The format of the response, e.g., 'text' or 'json_object'.

Possible values:
  • "text"
  • "json_object"
seed
(none) Long If specified, the model platform will make a best effort to sample deterministically, such that repeated requests with the same seed and parameters should return the same result.
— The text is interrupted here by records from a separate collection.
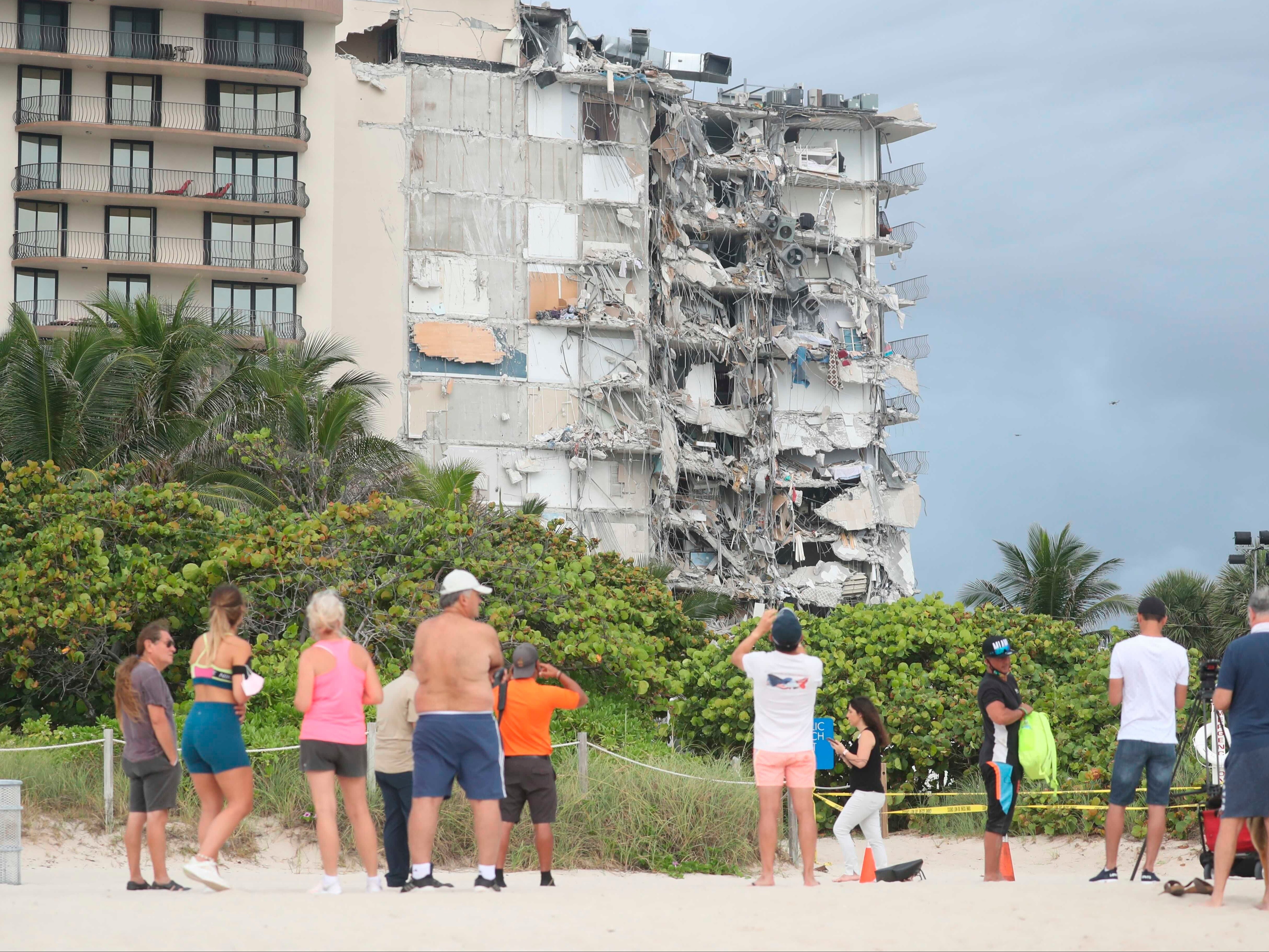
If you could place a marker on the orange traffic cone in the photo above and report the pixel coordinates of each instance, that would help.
(870, 871)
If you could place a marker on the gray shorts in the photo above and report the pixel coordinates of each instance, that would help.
(1247, 784)
(154, 785)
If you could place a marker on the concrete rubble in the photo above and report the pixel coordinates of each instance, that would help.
(663, 315)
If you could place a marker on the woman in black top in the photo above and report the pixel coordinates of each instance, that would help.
(863, 809)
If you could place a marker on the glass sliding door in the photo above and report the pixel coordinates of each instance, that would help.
(132, 99)
(135, 33)
(130, 234)
(131, 167)
(40, 162)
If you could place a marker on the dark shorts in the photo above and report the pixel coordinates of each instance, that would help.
(464, 746)
(322, 756)
(998, 818)
(1132, 757)
(212, 742)
(154, 785)
(530, 780)
(1247, 782)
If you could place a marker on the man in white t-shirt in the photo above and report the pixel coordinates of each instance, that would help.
(785, 687)
(1149, 676)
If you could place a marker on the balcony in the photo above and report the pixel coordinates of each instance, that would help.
(163, 121)
(204, 191)
(107, 252)
(60, 318)
(216, 59)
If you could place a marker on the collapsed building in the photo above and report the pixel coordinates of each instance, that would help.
(659, 315)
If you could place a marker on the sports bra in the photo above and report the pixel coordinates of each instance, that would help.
(211, 676)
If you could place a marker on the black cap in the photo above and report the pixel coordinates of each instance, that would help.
(997, 647)
(786, 630)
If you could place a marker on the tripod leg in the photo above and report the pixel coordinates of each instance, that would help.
(1192, 723)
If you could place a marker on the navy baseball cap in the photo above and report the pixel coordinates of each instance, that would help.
(997, 647)
(786, 630)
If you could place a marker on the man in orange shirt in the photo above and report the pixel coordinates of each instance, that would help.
(525, 720)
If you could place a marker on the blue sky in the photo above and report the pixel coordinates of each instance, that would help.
(1094, 230)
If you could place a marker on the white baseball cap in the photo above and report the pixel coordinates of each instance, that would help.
(462, 581)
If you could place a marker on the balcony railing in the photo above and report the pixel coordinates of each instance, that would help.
(153, 46)
(912, 348)
(248, 324)
(169, 116)
(74, 177)
(111, 247)
(910, 176)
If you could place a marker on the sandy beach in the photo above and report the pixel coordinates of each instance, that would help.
(74, 898)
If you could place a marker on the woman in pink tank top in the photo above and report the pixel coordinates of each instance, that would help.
(337, 681)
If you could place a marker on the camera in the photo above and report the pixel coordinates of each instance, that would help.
(1207, 672)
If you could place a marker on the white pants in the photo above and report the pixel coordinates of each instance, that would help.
(862, 810)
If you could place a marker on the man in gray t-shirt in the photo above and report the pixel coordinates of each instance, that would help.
(144, 706)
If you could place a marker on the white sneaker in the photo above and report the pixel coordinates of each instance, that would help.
(206, 872)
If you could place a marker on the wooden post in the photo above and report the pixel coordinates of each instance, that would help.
(795, 852)
(108, 775)
(885, 807)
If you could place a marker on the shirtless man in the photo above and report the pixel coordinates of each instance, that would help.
(455, 659)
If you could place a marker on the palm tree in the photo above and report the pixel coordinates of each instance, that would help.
(1060, 577)
(1189, 598)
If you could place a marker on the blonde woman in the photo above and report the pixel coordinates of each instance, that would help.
(337, 681)
(212, 743)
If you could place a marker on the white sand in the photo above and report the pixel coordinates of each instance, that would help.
(74, 898)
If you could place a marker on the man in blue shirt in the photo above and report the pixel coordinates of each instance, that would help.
(1243, 692)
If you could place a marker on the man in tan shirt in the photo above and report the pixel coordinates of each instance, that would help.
(394, 771)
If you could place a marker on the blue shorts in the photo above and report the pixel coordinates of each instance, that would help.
(212, 742)
(464, 746)
(1132, 757)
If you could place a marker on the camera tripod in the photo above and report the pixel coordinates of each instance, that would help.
(1200, 713)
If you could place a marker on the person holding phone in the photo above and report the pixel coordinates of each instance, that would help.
(867, 799)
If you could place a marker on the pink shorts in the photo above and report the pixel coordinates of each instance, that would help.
(773, 769)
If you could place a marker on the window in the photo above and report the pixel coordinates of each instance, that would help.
(243, 41)
(44, 96)
(135, 33)
(130, 234)
(257, 177)
(244, 107)
(38, 162)
(244, 240)
(41, 229)
(36, 293)
(127, 287)
(42, 26)
(131, 164)
(599, 121)
(132, 99)
(250, 309)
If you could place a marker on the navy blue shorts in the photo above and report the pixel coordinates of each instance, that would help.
(1132, 757)
(464, 746)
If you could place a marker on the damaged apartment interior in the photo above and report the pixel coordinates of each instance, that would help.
(656, 310)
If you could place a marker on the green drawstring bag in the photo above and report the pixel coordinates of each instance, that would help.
(1037, 751)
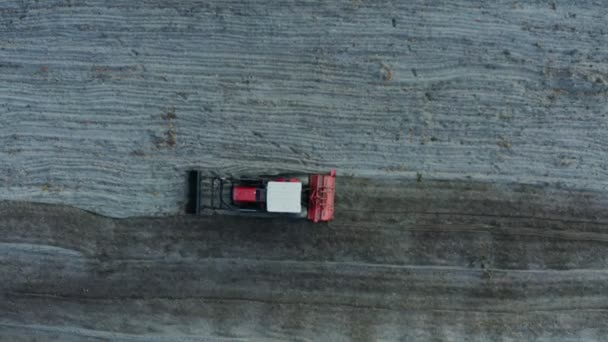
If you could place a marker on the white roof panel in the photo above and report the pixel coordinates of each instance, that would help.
(284, 197)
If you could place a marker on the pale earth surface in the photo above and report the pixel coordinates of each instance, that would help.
(470, 136)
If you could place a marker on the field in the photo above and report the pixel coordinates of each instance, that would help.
(470, 142)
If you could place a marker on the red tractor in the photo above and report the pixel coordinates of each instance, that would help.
(304, 196)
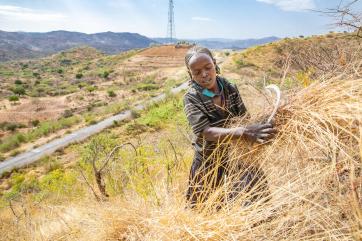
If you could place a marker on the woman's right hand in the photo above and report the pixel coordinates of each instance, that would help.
(259, 132)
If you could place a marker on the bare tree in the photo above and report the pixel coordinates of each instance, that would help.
(99, 158)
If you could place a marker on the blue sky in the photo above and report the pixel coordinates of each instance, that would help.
(237, 19)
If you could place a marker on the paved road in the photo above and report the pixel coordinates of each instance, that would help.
(79, 135)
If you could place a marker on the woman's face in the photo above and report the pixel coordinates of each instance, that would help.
(203, 70)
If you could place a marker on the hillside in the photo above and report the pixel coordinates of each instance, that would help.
(219, 43)
(313, 166)
(23, 45)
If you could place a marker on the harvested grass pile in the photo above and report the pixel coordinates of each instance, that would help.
(313, 170)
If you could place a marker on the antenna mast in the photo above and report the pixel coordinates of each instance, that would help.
(170, 23)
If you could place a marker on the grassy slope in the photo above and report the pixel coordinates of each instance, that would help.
(101, 79)
(146, 188)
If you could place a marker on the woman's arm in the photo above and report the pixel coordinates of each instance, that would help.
(256, 132)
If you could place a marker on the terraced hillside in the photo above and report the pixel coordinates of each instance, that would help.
(79, 87)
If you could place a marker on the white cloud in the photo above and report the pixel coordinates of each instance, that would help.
(292, 5)
(27, 14)
(201, 19)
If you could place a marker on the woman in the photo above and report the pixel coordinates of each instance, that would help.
(209, 104)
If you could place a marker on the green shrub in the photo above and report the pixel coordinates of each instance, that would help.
(91, 88)
(105, 74)
(12, 142)
(35, 123)
(18, 90)
(67, 113)
(18, 82)
(147, 86)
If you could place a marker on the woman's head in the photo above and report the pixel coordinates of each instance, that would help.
(202, 66)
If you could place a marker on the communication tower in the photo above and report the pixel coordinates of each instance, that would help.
(171, 23)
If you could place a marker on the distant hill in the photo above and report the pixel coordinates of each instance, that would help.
(20, 45)
(221, 43)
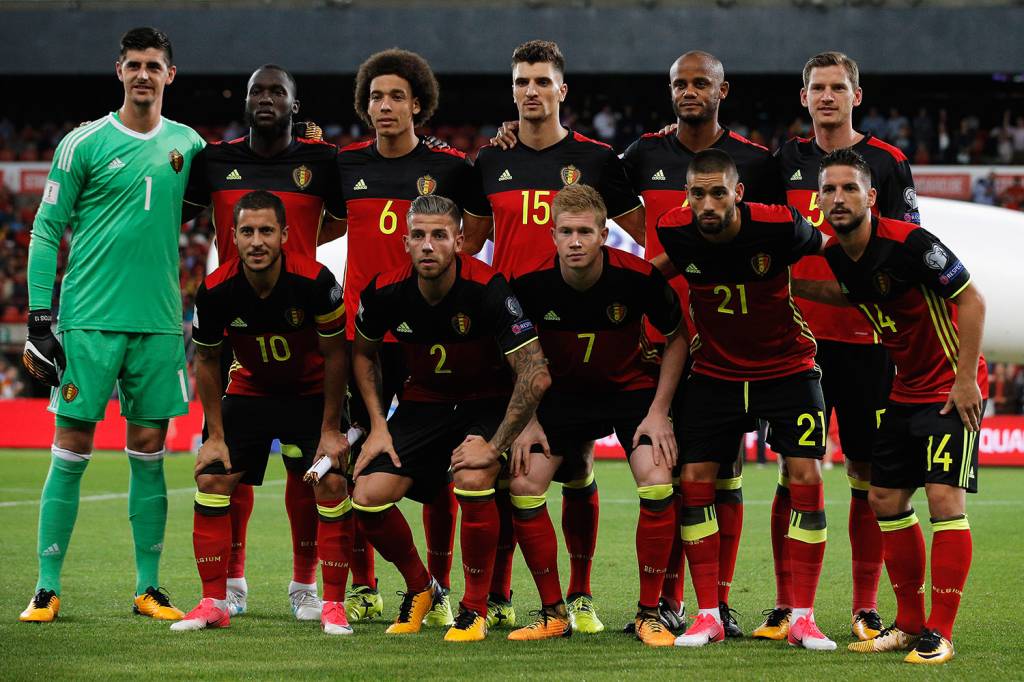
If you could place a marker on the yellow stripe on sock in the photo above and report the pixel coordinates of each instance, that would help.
(212, 499)
(341, 509)
(733, 483)
(951, 524)
(528, 501)
(889, 525)
(474, 494)
(658, 492)
(580, 482)
(372, 510)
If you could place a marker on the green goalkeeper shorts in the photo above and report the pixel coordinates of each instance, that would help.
(148, 371)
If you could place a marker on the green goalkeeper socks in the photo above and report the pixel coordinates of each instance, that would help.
(147, 514)
(57, 511)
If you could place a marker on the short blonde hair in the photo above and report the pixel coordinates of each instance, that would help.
(833, 59)
(580, 199)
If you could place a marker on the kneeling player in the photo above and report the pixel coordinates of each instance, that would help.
(910, 287)
(455, 318)
(753, 358)
(590, 302)
(284, 317)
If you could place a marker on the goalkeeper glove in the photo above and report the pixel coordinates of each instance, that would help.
(43, 355)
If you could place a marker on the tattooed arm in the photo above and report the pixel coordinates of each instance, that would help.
(531, 380)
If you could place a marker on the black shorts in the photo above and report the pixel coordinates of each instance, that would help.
(424, 434)
(251, 424)
(715, 410)
(393, 375)
(855, 380)
(916, 445)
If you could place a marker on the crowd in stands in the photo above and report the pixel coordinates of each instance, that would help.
(925, 139)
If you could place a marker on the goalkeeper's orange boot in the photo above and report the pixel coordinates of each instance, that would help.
(42, 608)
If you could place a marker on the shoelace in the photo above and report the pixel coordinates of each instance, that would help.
(774, 615)
(42, 598)
(465, 620)
(159, 595)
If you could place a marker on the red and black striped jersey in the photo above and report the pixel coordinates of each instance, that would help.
(455, 350)
(304, 176)
(594, 340)
(902, 285)
(749, 327)
(656, 166)
(799, 162)
(521, 182)
(378, 190)
(274, 339)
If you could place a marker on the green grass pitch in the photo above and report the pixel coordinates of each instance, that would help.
(96, 636)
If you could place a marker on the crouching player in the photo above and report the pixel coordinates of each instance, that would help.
(284, 317)
(455, 318)
(911, 288)
(590, 302)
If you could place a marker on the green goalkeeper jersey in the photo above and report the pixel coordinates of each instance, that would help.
(120, 192)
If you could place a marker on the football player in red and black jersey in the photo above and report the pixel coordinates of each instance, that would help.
(303, 174)
(656, 165)
(856, 373)
(753, 358)
(920, 300)
(284, 316)
(520, 183)
(457, 321)
(395, 91)
(590, 302)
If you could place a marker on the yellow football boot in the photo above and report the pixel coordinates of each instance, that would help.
(42, 607)
(413, 609)
(156, 603)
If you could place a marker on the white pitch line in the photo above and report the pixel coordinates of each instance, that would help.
(117, 496)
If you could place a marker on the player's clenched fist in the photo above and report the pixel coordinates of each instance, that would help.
(43, 355)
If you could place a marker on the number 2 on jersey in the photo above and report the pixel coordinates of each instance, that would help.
(538, 212)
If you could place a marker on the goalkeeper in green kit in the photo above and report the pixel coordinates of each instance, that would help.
(118, 183)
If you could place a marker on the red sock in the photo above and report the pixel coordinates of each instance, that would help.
(699, 529)
(675, 574)
(501, 580)
(865, 547)
(951, 553)
(780, 508)
(301, 506)
(478, 539)
(903, 549)
(540, 549)
(242, 509)
(363, 559)
(806, 542)
(580, 517)
(334, 546)
(438, 526)
(390, 535)
(730, 527)
(655, 528)
(212, 544)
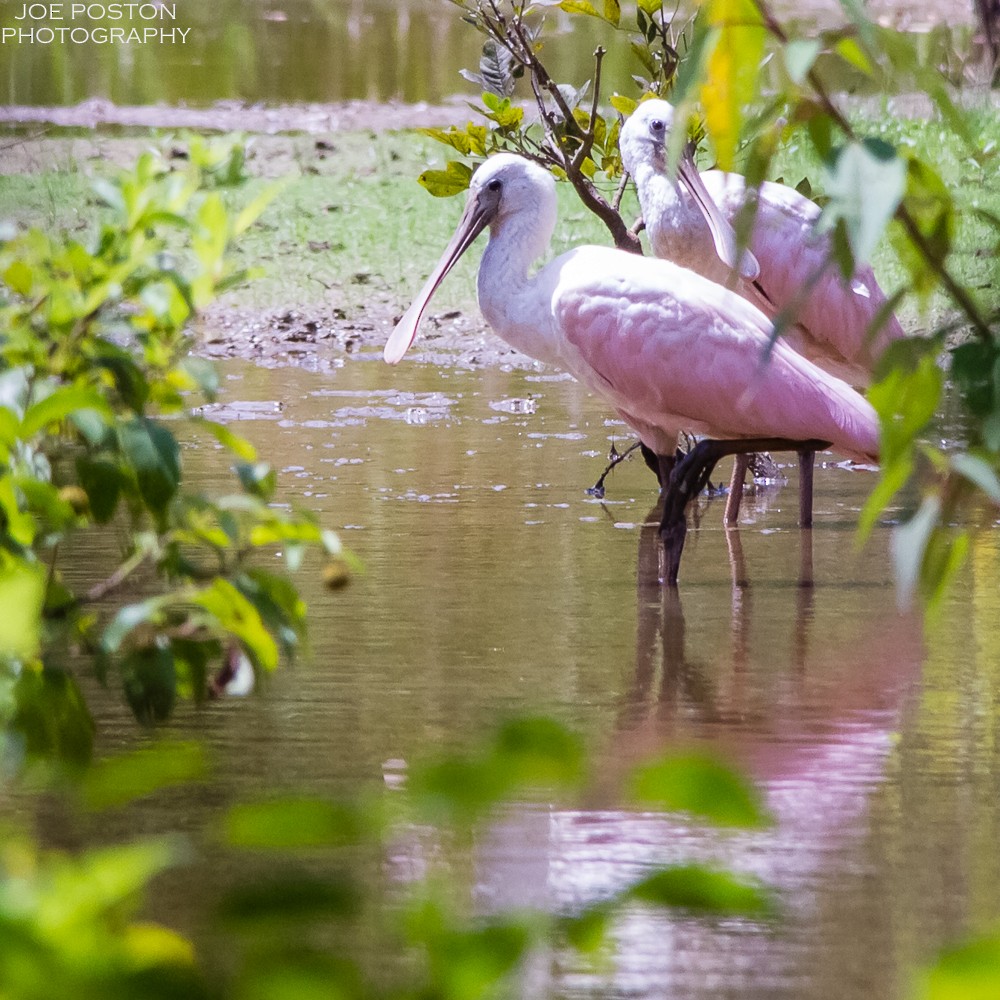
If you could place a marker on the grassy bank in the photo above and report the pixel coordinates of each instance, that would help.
(351, 230)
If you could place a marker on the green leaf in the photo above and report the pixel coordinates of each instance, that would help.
(51, 716)
(703, 890)
(909, 547)
(453, 180)
(59, 405)
(865, 183)
(154, 455)
(103, 481)
(20, 278)
(623, 105)
(150, 683)
(800, 56)
(968, 971)
(702, 786)
(296, 823)
(116, 781)
(129, 618)
(851, 52)
(237, 616)
(539, 752)
(22, 594)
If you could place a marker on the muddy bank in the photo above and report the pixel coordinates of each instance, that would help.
(321, 337)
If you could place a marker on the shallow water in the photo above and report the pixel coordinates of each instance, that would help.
(495, 586)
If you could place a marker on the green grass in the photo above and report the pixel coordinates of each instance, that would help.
(351, 228)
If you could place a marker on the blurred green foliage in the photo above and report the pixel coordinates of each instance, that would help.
(96, 382)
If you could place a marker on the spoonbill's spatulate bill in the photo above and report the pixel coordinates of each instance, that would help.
(670, 350)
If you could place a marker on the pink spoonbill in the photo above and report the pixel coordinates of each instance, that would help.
(787, 267)
(668, 349)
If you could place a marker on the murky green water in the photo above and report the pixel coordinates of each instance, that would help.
(279, 51)
(495, 586)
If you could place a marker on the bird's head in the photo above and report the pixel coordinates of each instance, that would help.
(503, 187)
(643, 143)
(644, 136)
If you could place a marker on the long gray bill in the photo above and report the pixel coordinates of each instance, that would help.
(475, 218)
(726, 244)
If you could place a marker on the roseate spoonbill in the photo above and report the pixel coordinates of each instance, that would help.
(668, 349)
(787, 266)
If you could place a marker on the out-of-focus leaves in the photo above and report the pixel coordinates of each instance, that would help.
(102, 480)
(454, 179)
(701, 785)
(465, 962)
(608, 10)
(799, 56)
(235, 615)
(967, 971)
(116, 781)
(909, 546)
(733, 72)
(539, 752)
(865, 182)
(296, 823)
(703, 890)
(154, 455)
(22, 593)
(290, 899)
(929, 204)
(150, 683)
(51, 717)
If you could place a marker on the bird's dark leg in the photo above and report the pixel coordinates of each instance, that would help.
(689, 477)
(660, 465)
(807, 459)
(735, 497)
(597, 490)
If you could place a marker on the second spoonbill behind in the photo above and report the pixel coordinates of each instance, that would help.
(669, 350)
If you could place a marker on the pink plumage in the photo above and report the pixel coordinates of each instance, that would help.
(668, 349)
(690, 221)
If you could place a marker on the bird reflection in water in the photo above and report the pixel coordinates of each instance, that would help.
(814, 728)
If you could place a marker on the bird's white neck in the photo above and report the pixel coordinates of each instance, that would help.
(671, 216)
(513, 302)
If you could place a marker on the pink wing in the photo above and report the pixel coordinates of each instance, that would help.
(836, 312)
(672, 350)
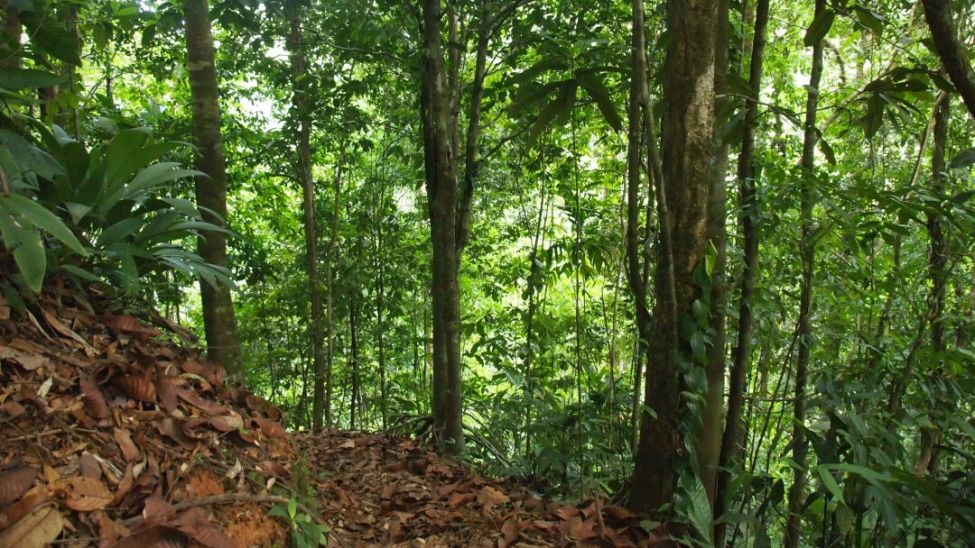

Determinism is not guaranteed.
stop
(none) String A CSV list of strings to pass as stop sequences to the model.
system-prompt
"You are a helpful assistant." String The system message of a chat.
temperature
(none) Double Controls the randomness or “creativity” of the output. Typical values are between 0.0 and 1.0.
top-p
(none) Double The probability cutoff for token selection. Usually, either temperature or topP are specified, but not both.

Embeddings #

Key Default Type Description
dimension
(none) Long The size of the embedding result array.

Schema Requirement #

The following table lists the schema requirement for each task.

Task Input Type Output Type
Chat Completions STRING STRING
Embeddings STRING ARRAY<FLOAT>

Available Metadata #

When configuring error-handling-strategy as ignore, you can choose to additionally specify the following metadata columns to surface information about failures into your stream.

  • error-string(STRING): A message associated with the error
  • http-status-code(INT): The HTTP status code
  • http-headers-map(MAP<STRING, ARRAY>): The headers returned with the response

If you defined these metadata columns in the output schema but the call did not fail, the columns will be filled with null values.